DOJ pushing to indict Raúl Castro over 1996 downing of civilian planes, officials say


Economic conditions have grown steadily worse since the Trump administration’s months-long blockade of oil shipments. Cuba is suffering a massive energy crisis with fuel shortages and blackouts.

Still, the Cuban regime has shown little sign of ceding power or offering major concessions as Washington demands.

Trump, on Air Force One back from a China trip Friday, said the Castro investigation was a question for the Justice Department.

“You talk about a declining country, they are really a nation or a country in decline,” Trump said. “So we’re going to see.”

The president has kept up a drumbeat of threats against Cuba, suggesting earlier this month that an aircraft carrier returning from the Middle East might make a detour to there. The warship could “come in, stop about 100 yards offshore, and they’ll say: ‘Thank you very much. We give up,’” Trump said.

Senior Trump administration officials have stepped up their efforts in recent weeks to pressure Havana.

The State Department announced new hard-hitting sanctions on Cuba earlier this month, penalizing foreign firms doing business with Havana. But officials also offered Cuba $100 million in humanitarian assistance if the regime would agree to “meaningful” reforms.

CIA Director John Ratcliffe, who typically keeps his international travel confidential, made a high-profile trip to Havana on Thursday, holding a meeting with Cuban officials as he delivered a stern warning demanding dramatic changes without delay, according to a CIA official and a statement from the Cuban government.

“Director Ratcliffe traveled to Havana to initiate substantive discussions on the essential steps the Cuban regime must do to build a productive relationship with the United States,” a CIA official said in an email on Thursday.

The director made clear that time was short and Cuba needed to act, suggesting that if the regime dragged its feet, it might face the same fate as the government in Venezuela, according to the CIA official.

Ratcliffe “emphasized that the U.S. is extending a genuine opportunity for collaboration, and — as evidenced by Venezuela — President Trump must be taken seriously,” the official said.
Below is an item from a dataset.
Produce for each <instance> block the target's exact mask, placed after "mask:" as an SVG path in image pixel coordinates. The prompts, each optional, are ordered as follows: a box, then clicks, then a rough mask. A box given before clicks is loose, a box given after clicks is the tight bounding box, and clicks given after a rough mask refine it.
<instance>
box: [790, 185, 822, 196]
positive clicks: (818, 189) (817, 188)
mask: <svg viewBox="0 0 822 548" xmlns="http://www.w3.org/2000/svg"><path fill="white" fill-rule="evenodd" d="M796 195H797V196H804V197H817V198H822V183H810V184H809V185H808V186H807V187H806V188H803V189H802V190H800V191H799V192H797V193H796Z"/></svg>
The spy agency director also repeated the demand from Washington that Cuba stop accommodating adversaries; U.S. officials have long maintained that Moscow and Beijing use the island 90 miles off Florida’s coast to conduct espionage directed against the United States.

Ratcliffe told his Cuban counterparts that Havana “can no longer serve as a platform for adversaries to advance hostile agendas in our hemisphere.”

Cuba was designated a “state sponsor of terrorism,” by harboring Colombian rebel groups and U.S. fugitives, a status reinstated last year by Trump. It reversed a short-lived move by the Biden administration.

According to a statement from Havana, Cuba provided information to the U.S. that “made it possible to categorically demonstrate that Cuba does not constitute a threat to U.S. national security, nor are there legitimate reasons to include it on the list of countries that allegedly sponsor terrorism.”

The Trump administration began exploring earlier this year whether the Justice Department could charge members of the regime or the Communist Party with crimes, NBC News had reported. The multi-agency effort was being led by the U.S. Attorney’s Office for the Southern District of Florida.

Federal prosecutors are actively working on the Castro the case, but it’s not clear whether it has gone before a grand jury, which will determine whether to indict the leader. The possible indictment was first reported by CBS News.

The 1996 shooting of the planes remains one of the most politically-charged episodes in modern U.S.-Cuba relations.

The volunteers routinely flew over the Florida Straits looking for Cuban refugees making their way to the U.S. on makeshift boats.

Fidel Castro, who was president at the time, claimed that the planes violated Cuban airspace and that they were downed as a defense against “terrorist threats.” Raúl Castro was head of the armed forces at the time.

Congress later found the pilots “were flying unarmed and defenseless planes in a mission identical to hundreds they have flown since 1991 and posed no threat whatsoever to the Cuban Government, the Cuban military, or the Cuban people.”

The case has remained a sore point. Cuban American members of Congress wrote a letter to Trump in February asking the Justice Department to consider indicting Raúl Castro in the shooting of the planes.